Metal-Eyes : Il y a aussi ce contraste avec votre premier CD sur lequel il n’y avait que le nom. Comment analyses-tu l’évolution de One Life All In entre vos deux disques ?

Clem : On pourrait presque croire qu’il s’agit de deux groupes différents… Sur le premier, les morceaux étaient assez basiques, directs, sans fioritures. Pour le second, on a beaucoup travaillé les mélodies, on a ajouté une seconde guitare qui apporte pas mal de choses. Au niveau de la structure des morceaux, on sort du schéma couplet-refrain. Au niveau des sonorités on a ajouté des choses un peu plus punk, sur certains morceaux, on s’est même amusés à changer de tonalités, ce que je n’avais jamais fait avec les autres groupes, avant.

 

Metal-Eyes : Vous vous connaissez mieux aussi, vous avez plus de repères communs (il acquièsce). Il y a un mot qui ressort quand j’écoute Letter of forgiveness, c’est que je le trouve plus tribal. Es-tu d’accord avec ce terme ?

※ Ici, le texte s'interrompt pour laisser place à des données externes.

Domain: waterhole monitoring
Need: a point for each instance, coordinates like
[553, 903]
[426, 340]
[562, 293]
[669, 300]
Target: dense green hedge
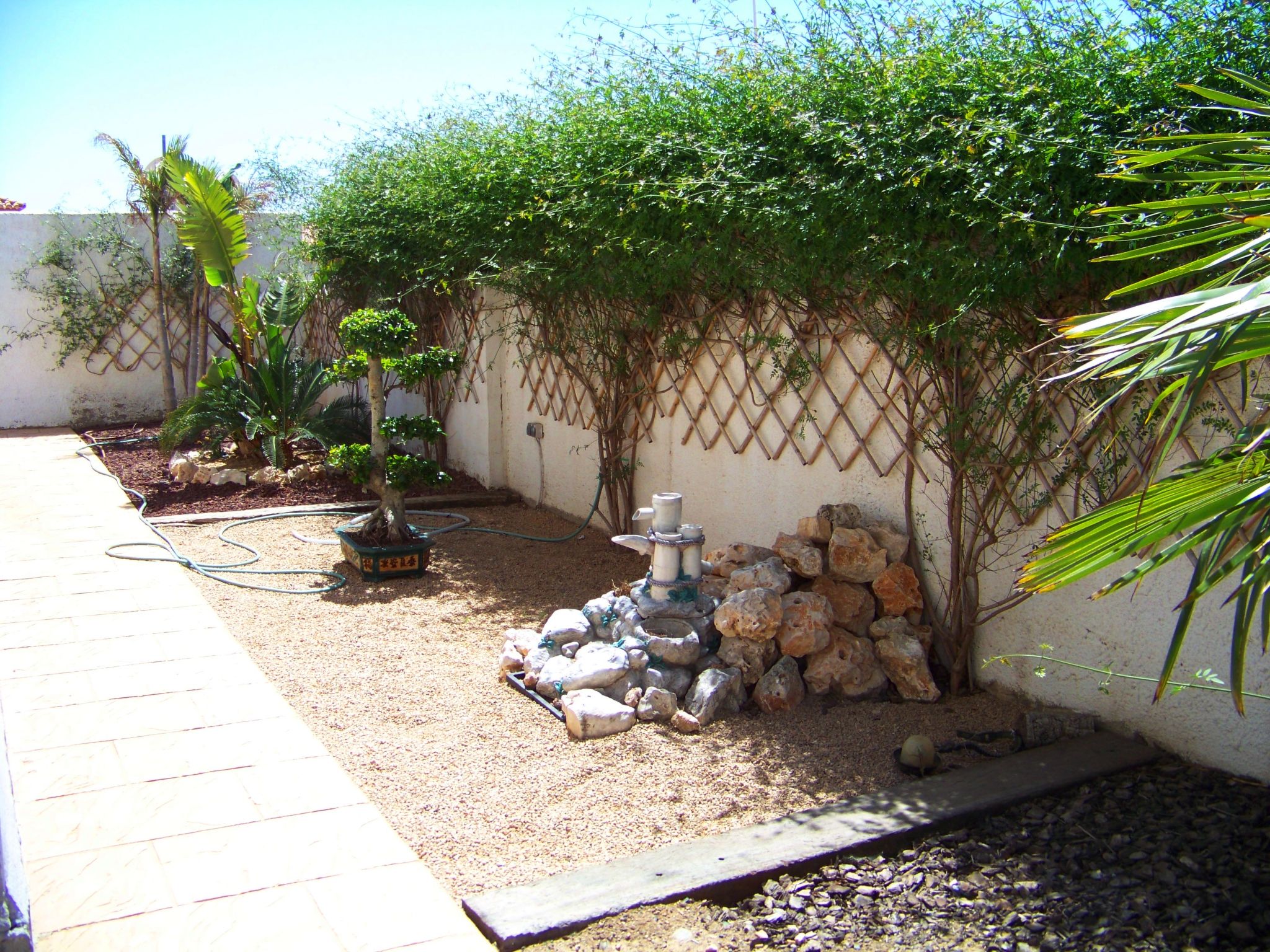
[920, 169]
[945, 161]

Clem : Tu entends quoi par tribal ?

 

Metal-Eyes : Dans les rythmiques, surtout, que je trouve assez sèches, parfois martiales…

Clem : D’accord, ce n’est pas forcément faux.

 

Metal-Eyes : Si tu devais ne retenir qu’un titre de Letter of forgiveness pour présenter à quelqu’un qui ne vous connait pas ce qu’est One Life All In, ce serait lequel ?

Clem : Je pense que ce serait 83rd dream, la reprise de The Cult. Je pense qu’elle reprend tout l’esprit du groupe. Une intro assez épurée, puis une partie un peu plus mélodique, une autre assez rentre dedans, et une fin assez metal, à la Lamb Of God. Oui, c’est un morceau qui reprend tout ce qu’on aime.

 

Metal-Eyes : Pour terminer : quelle pourrait être la devise de One Life All In, sans parler de confinement, Bien sûr !

Clem : Il y a une chose qu’on se dit souvent avec Franck : « on continue la mission ». On va continuer, l’album qui est en préparation, alors on continue et on se fait plaisir.

 

Metal-Eyes : As-tu une dernière chose à ajouter ?

Clem : Oui, je voudrai en profiter pour vous remercier, vous, webzines, de partager cette passion, en rédigeant des chroniques, en faisant des interviews. En relayant l’information et en faisant vivre la musique. Je pense aussi, surtout en ce moment, aux magazines qui vivent des moments difficiles et qu’il faut soutenir, surtout en ce moment, comme les organisateurs de concerts… C’est important aussi de se déplacer à un concert, local ou pas, c’est ce qui fait vivre la scène, toute la scène. D’acheter des CD, des T Shirts, c’est aussi ça qui fait vivre les groupes.